Chiesa e sessualità: occorre un nuovo paradigma

“È anche necessario che i preti possano parlare della loro sessualità e che possano essere ascoltati se hanno difficoltà a vivere il loro celibato. Devono poterne parlare liberamente, senza timore di essere rimproverati dal loro vescovo. Quanto ai preti omosessuali, e ce ne sono molti, sarebbe bello se potessero parlarne al loro vescovo senza che quest’ultimo li condanni. Riguardo al celibato, nella vita presbiterale, domandiamoci con franchezza se un prete debba essere necessariamente celibe. Ho un’opinione molto alta del celibato, ma è essenziale?”.

Queste affermazioni del card. Jean-Claude Hollerich, rilasciate qualche giorno fa in un’intervista, mettono in evidenza una questione che riguarda non solo il clero ma l’intera predicazione cattolica in materia sessualità.

Nonostante i piccoli passi - informali, si noti, anche se sostanziali a livello comunicativo - di Francesco, la sessualità resta un terreno di difficile rapporto tra chiesa e mondo contemporaneo. E la situazione del clero è sintomatica di questo rapporto e va letta alla luce della più ampia considerazione ecclesiale della sessualità.

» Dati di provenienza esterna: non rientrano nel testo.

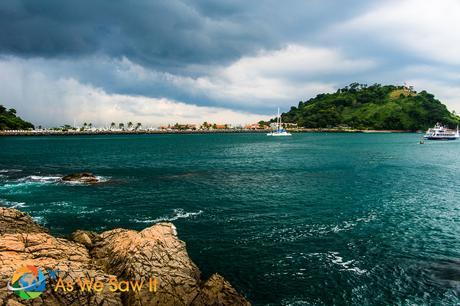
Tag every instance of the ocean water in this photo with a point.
(313, 219)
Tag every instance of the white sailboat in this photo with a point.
(279, 128)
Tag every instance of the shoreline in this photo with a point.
(154, 256)
(159, 132)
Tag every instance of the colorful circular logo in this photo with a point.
(28, 282)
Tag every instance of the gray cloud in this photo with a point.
(247, 56)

L’omosessualità resta sostanzialmente condannata. Almeno fino a quando non si avrà il coraggio di rimettere mano al catechismo della chiesa cattolica. Dire ad una persona “io ti accetto ma porta la croce astenendoti dal vivere chi sei” non significa accettarla ma stigmatizzarla ipocritamente nella sua dimensione più intima, quella inerente la sessualità e l’orientamento affettivo.

Il celibato poi - che pure andrebbe preservato quando scelto con maturità e età idonee, come avviene con i presbiteri di riti diversi da quello latino - in questi anni è scelto liberamente da un punto di vista formale, ma spesso sotto questo livello si celano inconsistenze, immaturità, gravi lacune affettive che annullano nei fatti la consapevole libertà di chi ne compie la promessa.

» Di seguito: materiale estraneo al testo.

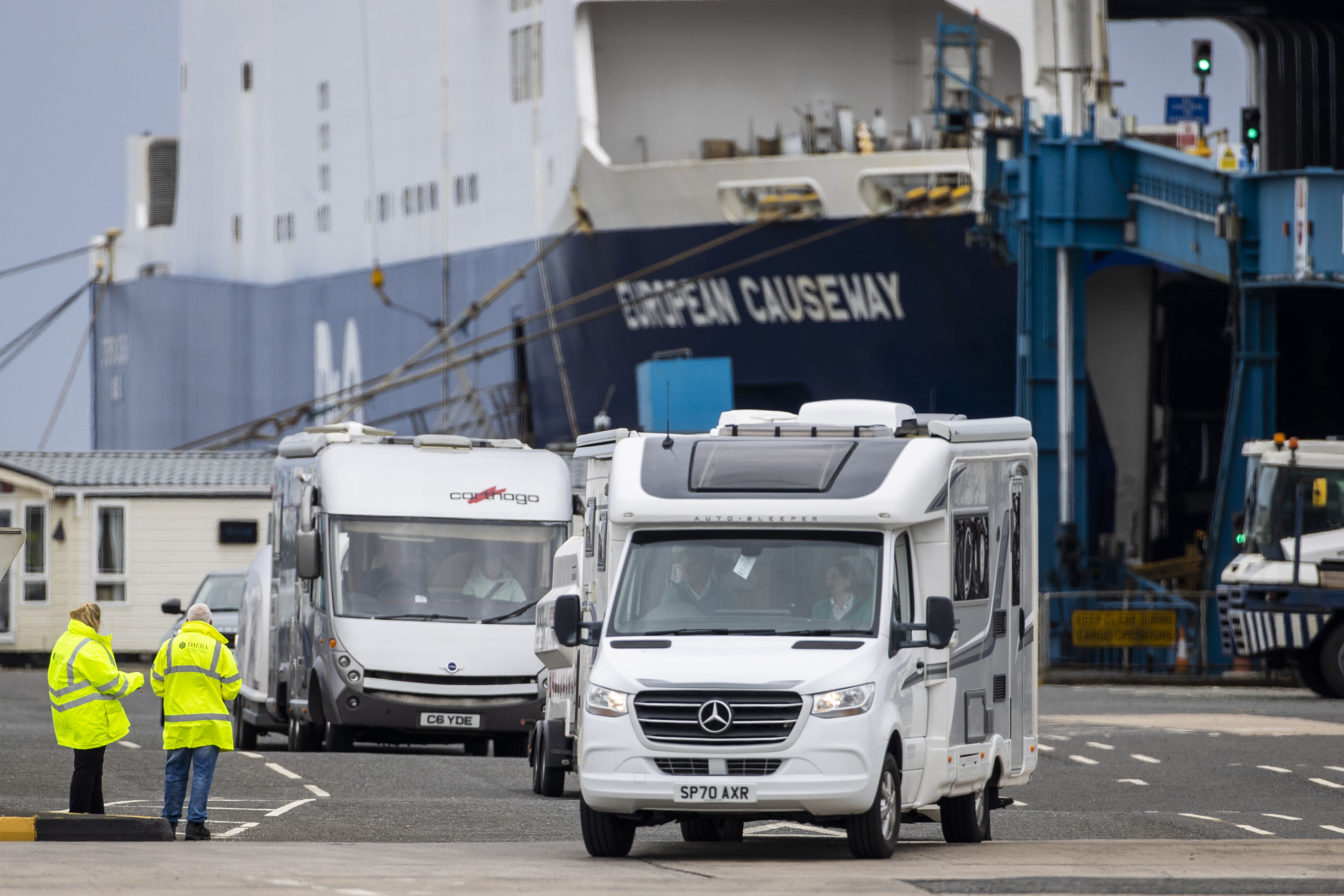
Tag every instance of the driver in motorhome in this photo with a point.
(493, 581)
(695, 587)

Divenendo in tal modo un pentolone in cui bollono fino ad esplodere gli ingredienti dell’infelicità personale (nel migliore dei casi) e quelli del disastro arrecato ai più fragili o ad intere comunità (nel peggiore).

Il comune denominatore che tiene bloccata la chiesa rendendola incapace di modificare i propri paradigmi in materia di sessualità e affettività è proprio la considerazione antropologica di entrambe, elaborata nei secoli da persone sicuramente forti e sante ma pur sempre figli del loro tempo e uomini lontani dal viverle, o almeno da viverle serenamente. E, se in questi secoli a creare il paradigma era proprio la chiesa, oggi il controllo le è sfuggito di mano. Per grazia di Dio.

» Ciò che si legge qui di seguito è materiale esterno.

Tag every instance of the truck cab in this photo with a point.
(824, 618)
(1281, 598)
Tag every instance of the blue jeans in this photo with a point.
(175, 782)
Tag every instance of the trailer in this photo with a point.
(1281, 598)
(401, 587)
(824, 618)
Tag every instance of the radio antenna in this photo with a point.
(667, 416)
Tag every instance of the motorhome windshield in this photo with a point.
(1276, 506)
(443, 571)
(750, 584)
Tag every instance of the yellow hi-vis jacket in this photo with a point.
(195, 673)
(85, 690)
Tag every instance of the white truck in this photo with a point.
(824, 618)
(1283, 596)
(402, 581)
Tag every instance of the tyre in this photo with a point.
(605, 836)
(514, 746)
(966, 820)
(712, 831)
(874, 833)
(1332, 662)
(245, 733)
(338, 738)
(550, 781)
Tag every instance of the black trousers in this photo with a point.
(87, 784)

Ma, poiché il problema è che la sessualità resta uno dei fattori psichici, biologici, e sociali determinanti nella vita dell’individuo e della comunità, occorrerebbe qualcuno che potesse testimoniarne il piacere sano, la bellezza autentica e la relazionalità necessaria a farla fiorire.

Ma, arroccata su posizioni oramai non condivise dalla comunità sociale e non di rado portate avanti da uomini che hanno sublimato o represso con esiti a volte intollerabili e altre volte pericolosi, la chiesa non riesce a restare fedele alla benedizione originaria di Dio sull’uomo e su tutto ciò che di amorevole, bello e gioioso gli appartiene.